Larry, who curated MOHAI’s 1981 theater exhibition, will present a lecture on Seattle theater history. For its youth and size, Seattle had a broad ranging reputation in entertainment. In fact, in 1909, it was reputed to be second only to New York in the number and variety of live offerings. It was the home and training ground for theater entrepreneurs who ultimately established enormous national and international empires—John Cort, Alexander Pantages, and Sullivan and Considine. Others, including John Hanna, James Clemmer, Russell and Drew, John Hamrick, Jensen and von Herberg, and John Danz, built substantial local or regional organizations. Seattle’s premier theater architects, B. Marcus Priteca, E. W. Houghton, and R.C. Reamer, also built reputations that extended far beyond the city.
Only a small number of Seattle’s many legitimate stage houses, vaudeville, and motion picture palaces are still intact. Come learn about them and other important historic theaters across Washington State through this virtual presentation.
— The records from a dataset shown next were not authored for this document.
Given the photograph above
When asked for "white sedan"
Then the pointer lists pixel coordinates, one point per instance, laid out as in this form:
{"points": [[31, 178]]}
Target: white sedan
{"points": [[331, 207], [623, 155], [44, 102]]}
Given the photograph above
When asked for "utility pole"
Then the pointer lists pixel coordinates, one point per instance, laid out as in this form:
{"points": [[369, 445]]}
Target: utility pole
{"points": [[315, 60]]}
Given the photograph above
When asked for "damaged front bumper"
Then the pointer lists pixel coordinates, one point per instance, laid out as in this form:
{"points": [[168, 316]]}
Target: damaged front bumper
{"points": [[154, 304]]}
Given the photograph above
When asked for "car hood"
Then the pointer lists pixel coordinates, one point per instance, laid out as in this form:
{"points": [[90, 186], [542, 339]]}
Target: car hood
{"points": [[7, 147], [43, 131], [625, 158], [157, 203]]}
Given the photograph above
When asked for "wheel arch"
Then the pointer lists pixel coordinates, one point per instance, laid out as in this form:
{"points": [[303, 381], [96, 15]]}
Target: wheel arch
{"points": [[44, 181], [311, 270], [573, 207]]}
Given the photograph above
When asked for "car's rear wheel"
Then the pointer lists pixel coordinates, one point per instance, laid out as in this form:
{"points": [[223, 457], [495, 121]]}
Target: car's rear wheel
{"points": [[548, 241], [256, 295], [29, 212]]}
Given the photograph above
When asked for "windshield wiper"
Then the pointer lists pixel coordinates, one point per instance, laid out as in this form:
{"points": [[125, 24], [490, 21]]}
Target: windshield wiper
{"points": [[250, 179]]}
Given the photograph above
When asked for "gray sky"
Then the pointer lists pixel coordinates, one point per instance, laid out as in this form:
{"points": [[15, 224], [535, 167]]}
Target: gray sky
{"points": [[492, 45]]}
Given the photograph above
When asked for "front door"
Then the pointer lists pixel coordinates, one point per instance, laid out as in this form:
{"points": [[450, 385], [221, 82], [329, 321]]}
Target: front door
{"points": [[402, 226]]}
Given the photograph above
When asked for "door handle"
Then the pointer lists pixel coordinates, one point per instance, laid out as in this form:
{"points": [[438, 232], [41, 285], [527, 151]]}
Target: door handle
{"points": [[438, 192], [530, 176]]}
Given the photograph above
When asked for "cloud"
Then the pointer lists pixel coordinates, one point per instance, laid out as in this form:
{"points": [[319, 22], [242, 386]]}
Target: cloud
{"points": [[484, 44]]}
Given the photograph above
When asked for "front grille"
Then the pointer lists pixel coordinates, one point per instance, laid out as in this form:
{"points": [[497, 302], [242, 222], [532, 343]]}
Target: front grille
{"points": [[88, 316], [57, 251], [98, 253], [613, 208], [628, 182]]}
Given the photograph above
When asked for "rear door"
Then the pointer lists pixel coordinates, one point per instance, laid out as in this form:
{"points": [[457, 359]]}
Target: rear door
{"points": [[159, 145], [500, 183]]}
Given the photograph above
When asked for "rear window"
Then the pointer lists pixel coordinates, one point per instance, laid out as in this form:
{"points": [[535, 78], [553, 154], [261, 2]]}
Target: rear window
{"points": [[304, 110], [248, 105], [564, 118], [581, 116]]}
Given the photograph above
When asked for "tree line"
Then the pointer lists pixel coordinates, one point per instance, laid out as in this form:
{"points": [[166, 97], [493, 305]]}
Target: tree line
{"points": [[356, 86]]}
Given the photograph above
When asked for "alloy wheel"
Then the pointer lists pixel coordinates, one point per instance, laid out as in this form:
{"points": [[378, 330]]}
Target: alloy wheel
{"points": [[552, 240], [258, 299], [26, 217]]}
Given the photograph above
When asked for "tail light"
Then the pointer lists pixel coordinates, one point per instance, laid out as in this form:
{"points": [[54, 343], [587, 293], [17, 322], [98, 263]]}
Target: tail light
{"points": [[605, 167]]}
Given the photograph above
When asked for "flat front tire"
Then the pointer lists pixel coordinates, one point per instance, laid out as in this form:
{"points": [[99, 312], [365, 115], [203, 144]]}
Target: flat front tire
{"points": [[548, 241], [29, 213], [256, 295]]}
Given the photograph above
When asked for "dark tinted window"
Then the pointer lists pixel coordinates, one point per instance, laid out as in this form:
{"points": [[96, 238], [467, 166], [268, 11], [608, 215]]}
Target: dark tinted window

Lawrence Kreisman, Hon. AIA Seattle, was Program Director of Historic Seattle for 20 years and Director of the Seattle Architecture Foundation tour program from 1990-2003. He has been recognized for significant work in bringing public attention to the Northwest’s architectural heritage and its preservation through courses, tours, exhibitions, lectures, articles, and 11 books. His publications include Apartments by Anhalt; The Stimson Legacy: Architecture in the Urban West; The Bloedel Reserve: Gardens in the Forest; Made to Last: Historic Preservation in Seattle and King County, and Dard Hunter: The Graphic Works. He was editor and contributor to Tradition and Change on Seattle’s First Hill: Propriety, Profanity, Pills, and Preservation and co-author and curator, with Glenn Mason, of The Arts and Crafts Movement in the Pacific Northwest. Kreisman wrote design features for The Seattle Times Pacific Northwest Magazine from 1988-2012 and for Preservation, Old House Interiors, Old House Journal, Arts & Crafts Homes and the Revival, and Style 1900.